Zambia's Chinese-owned copper plant workers strike

Date 2011/3/26 10:00:39 | Topic: Zambia

20110325
Reuters

LUSAKA (Reuters) - More than 600 workers at Zambia's Chinese-owned Chambishi Copper Smelter have downed tools demanding a pay rise, bringing production at the plant to a halt, a union official said on Friday.
Chambishi, a joint venture of China Nonferrous Metals Corporation (CNMC) and Yunnan Copper Industry about 370 km north of Lusaka, processes 150,000 tonnes of blister copper per annum.

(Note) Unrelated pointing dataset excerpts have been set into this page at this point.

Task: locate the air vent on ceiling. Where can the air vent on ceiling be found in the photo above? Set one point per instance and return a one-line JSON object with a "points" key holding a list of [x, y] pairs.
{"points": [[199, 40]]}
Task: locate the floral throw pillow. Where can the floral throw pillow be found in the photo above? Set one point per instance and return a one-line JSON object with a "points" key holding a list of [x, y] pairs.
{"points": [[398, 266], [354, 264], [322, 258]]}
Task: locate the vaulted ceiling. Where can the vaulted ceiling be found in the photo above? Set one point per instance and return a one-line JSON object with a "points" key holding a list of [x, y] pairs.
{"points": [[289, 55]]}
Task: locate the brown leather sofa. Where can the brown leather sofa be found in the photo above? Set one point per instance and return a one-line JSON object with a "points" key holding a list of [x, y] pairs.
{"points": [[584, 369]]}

Mundia Sikufele, president of the National Union of Mining and Allied Workers, said the strike started on Thursday after the management offered a 12 percent pay rise, which the workers rejected.

"There is no production because the workers did not enter the plant yesterday and even today they are outside demanding for a higher offer," Sikufele said.

Sikufele could not say how much the workers are demanding.

"The management has indicated readiness to renegotiate on condition that the workers call off the strike immediately," Sikufele said.

First Quantum Minerals' Kansanshi mine and Chibuluma mine, owned by South Africa's Metorex, last year joined Equinox Minerals' Lumwana mine in using Chambishi for processing copper concentrates.

The Chambishi smelter is located in an economic zone, where Zambian authorities are waiving taxes to attract investments and encourage value addition to raw copper.